Heavy fighting has been reported in the Syrian capital of Damascus as armed rebels battled Syrian security forces. Opposition activists described today’s fighting as the most violent gun battles in Damascus since the start of the year-long uprising against President Bashar al-Assad. The fighting comes just two days after a double car bombing killed at least 27 people in the heart of the city. Kofi Annan, special joint U.N.-Arab League envoy, warned about the Syrian crisis escalating.
Kofi Annan: “I think we need to handle the situation in Syria very, very carefully. Yes, we tend to focus on Syria, but any miscalculation that leads to major escalation will have impact in the region, which will be extremely difficult to manage. Some people have a tendency to compare it with Libya or the situation, but I believe Syria will be much more complex.”
The U.S. military has identified the Army staff sergeant suspected of gunning down 16 Afghan civilians, including nine children. Robert Bales is a 38-year-old man who enlisted in the military after the Sept. 11 attacks. He is a father of two who served three tours in Iraq. He is being held in solitary confinement in Fort Leavenworth, Kansas. In Kabul, Afghan President Hamid Karzai raised doubts that Bales could have carried out the massacre alone.
Hamid Karzai: “On the question of the account of the one person supposedly who has done this, the story of the village elders and the affectees is entirely different. They believe it is not possible for one person to do that. In his family [pointing to one of family members] in four rooms people were killed, children and women were killed, and then they were all brought together in one room and then put on fire. That, one man cannot do.”
Afghan protesters are continuing to call for Bales to be tried in Afghanistan.
Jamal Khan: “We don’t want the laws practiced by the Americans and other foreigners. We have our Koran and our Islamic law, and the U.S. perpetrator must be put on trial according to our laws.”
In news from Afghanistan, a pair of human rights groups have accused the United States of recently sending at least 11 prisoners to an Afghan prison in Kandahar, despite torture allegations at the facility. In October, the United Nations said prisoners were systematically tortured during interrogations at the prison.

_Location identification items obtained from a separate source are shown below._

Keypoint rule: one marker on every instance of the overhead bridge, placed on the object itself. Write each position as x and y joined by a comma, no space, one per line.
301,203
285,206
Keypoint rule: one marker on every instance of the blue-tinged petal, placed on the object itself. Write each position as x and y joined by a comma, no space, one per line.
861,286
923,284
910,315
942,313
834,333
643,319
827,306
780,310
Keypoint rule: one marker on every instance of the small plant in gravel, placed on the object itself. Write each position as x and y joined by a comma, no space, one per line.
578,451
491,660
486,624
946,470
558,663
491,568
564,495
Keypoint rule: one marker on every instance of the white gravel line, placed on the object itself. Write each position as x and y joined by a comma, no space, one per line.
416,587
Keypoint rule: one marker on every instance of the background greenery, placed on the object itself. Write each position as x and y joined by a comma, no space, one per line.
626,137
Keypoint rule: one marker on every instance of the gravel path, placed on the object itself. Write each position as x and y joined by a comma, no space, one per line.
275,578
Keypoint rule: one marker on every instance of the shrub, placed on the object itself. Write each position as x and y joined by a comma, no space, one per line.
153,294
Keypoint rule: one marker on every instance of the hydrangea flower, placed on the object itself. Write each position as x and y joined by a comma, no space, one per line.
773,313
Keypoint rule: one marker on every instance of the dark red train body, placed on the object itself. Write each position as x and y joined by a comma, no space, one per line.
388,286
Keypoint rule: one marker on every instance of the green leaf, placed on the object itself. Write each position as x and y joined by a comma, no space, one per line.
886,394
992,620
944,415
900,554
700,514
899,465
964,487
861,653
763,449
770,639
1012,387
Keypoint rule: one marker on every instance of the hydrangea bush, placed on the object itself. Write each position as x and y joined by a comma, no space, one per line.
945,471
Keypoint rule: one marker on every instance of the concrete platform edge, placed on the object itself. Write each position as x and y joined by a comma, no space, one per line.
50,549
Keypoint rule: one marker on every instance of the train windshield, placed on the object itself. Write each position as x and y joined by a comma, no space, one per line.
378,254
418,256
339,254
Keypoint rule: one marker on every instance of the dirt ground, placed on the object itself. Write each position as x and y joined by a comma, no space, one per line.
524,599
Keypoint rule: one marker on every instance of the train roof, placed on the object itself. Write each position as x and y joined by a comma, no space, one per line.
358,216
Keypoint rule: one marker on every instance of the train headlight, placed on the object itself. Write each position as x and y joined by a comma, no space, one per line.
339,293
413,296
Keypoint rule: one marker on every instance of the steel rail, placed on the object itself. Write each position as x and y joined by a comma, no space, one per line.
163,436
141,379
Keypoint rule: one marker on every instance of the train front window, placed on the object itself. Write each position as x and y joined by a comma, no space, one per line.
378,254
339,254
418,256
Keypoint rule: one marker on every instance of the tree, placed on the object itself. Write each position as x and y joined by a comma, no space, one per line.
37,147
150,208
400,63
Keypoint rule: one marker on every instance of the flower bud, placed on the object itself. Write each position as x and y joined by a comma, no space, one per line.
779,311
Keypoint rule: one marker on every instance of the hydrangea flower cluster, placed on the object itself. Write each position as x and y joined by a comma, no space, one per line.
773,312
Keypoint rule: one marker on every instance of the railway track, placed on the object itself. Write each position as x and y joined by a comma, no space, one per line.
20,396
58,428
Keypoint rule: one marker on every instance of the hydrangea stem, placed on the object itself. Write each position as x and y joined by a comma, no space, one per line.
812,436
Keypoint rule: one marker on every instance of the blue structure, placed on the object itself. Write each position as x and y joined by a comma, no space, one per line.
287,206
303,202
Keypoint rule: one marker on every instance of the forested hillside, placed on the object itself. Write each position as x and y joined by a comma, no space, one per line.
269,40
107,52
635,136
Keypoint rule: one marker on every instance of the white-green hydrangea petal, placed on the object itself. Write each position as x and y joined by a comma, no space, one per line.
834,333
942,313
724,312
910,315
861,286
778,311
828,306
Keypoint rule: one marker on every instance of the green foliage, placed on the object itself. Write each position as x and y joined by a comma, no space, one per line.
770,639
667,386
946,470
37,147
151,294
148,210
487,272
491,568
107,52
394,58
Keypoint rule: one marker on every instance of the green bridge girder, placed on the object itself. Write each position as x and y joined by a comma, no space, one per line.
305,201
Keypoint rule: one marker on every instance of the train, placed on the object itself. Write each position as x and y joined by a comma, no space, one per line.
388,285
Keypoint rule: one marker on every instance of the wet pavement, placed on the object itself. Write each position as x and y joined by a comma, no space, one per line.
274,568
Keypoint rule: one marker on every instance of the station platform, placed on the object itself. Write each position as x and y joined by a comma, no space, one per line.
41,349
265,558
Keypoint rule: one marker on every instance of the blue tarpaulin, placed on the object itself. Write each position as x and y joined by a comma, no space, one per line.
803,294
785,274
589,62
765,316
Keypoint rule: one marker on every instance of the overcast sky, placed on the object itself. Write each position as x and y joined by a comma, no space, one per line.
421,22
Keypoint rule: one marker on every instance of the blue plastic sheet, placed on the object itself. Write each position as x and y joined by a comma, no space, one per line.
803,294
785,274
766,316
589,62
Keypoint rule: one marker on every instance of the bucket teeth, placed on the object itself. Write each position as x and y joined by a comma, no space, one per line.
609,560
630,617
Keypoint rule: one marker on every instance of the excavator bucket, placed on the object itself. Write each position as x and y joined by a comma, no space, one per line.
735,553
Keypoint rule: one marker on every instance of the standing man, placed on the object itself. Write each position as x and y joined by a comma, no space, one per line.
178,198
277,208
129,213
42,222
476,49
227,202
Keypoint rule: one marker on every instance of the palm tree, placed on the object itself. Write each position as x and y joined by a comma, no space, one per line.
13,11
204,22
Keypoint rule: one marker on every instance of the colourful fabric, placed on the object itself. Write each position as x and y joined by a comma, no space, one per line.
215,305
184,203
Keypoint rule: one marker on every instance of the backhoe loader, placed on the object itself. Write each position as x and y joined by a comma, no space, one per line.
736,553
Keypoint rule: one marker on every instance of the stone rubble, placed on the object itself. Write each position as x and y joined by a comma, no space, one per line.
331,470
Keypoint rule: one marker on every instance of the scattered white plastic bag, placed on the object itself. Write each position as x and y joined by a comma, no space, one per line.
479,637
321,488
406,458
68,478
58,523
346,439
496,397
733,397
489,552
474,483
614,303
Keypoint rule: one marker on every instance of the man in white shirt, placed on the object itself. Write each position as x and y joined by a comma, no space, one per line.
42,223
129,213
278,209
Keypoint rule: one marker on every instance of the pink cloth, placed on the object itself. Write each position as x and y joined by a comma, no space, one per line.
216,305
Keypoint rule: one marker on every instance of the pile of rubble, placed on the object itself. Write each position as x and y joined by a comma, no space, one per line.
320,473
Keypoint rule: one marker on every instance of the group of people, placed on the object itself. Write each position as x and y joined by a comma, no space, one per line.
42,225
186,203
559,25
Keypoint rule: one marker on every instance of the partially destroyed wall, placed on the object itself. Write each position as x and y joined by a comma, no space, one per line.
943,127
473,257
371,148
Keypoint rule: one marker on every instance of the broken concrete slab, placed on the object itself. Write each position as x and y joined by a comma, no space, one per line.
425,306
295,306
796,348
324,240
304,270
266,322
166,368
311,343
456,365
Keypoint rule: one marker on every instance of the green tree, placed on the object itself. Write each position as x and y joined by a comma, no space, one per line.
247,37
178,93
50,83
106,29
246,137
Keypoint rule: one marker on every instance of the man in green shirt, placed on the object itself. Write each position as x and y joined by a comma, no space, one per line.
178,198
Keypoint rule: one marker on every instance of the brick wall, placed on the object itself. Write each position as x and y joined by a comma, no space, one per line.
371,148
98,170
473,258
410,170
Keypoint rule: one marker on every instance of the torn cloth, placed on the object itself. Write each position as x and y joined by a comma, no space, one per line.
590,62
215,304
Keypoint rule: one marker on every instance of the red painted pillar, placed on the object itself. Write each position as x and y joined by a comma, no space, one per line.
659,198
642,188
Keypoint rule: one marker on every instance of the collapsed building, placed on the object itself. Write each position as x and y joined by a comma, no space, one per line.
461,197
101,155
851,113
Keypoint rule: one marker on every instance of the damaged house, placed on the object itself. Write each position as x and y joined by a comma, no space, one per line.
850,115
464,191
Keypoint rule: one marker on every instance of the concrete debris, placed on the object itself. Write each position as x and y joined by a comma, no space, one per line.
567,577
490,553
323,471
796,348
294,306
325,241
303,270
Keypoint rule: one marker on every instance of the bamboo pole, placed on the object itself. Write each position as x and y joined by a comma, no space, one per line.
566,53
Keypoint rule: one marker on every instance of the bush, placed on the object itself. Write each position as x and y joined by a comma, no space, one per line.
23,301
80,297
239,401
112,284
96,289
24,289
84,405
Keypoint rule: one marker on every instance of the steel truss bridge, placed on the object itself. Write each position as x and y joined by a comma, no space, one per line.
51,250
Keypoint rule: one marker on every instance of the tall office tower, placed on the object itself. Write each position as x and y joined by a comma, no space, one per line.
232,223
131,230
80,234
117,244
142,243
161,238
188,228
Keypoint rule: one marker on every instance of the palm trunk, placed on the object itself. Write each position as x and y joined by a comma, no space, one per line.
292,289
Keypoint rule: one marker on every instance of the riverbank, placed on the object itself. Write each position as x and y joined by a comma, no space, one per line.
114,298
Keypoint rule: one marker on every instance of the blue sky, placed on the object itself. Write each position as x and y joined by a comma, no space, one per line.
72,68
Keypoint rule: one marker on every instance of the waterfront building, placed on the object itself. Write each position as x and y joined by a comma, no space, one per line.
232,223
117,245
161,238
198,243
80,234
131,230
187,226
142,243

Here in New York, Occupy Wall Street protesters attempted to reclaim Zuccotti Park, which they named Liberty Square, on Saturday six months after the first Occupy protest occurred. After hundreds gathered peacefully, police used force to clear the park on Saturday night.
Occupy Wall Street Protester: “The police then began to use the barricades, holding it chest high, pushing people back, beating them back out of the park, off of the sidewalks, and then pushed them back across the street onto this sidewalk, pushing people down in the process, hitting them in the face.”
At least 73 Occupy protesters were arrested.
In election news, the Republican candidates are campaigning in Illinois today ahead of tomorrow’s primary. On Sunday, Mitt Romney easily won the Puerto Rico Republican presidential primary.
Amnesty International has accused NATO of failing to investigate the killing of dozens of civilians during its air campaign in Libya last year. Amnesty also called on NATO to provide reparations to the people affected. Donatella Rovera of Amnesty said, “Victims and relatives of those killed by NATO air strikes remain in the dark about what happened and who was responsible.” A year ago today, U.S. and British forces fired more than 110 Tomahawk cruise missiles marking the beginning of seven months of NATO air strikes.
The Yemeni government revealed Sunday more than 2,000 people have been killed since anti-government protests began a year ago. The dead include 120 children. The figure is much higher than human rights groups estimated. Meanwhile, a U.S. man named Joel Shrum has been shot dead in the Yemeni city of Taiz. The International Training Development Centre in Taiz said Shrum was an American development worker living in Yemen with his wife and two children since 2010.
In news from the Occupied Territories, Palestinian prisoner Hana Shalabi has entered her 33rd day on a hunger strike to protest her detention by the Israeli government. She is being held without charge or trial. Shalabi can reportedly no longer stand and has very low blood pressure.
Ran Cohen, executive director at Physicians for Human Rights, Israel: “The situation is of course deteriorating. According to our physician, she is suffering from muscle atrophy wasting as well as weakness, and she is losing consciousness periodically and so on.”
In news from France, a gunman on a scooter opened fire on a Jewish school in the French city of Toulouse earlier today. Three children and a teacher were killed.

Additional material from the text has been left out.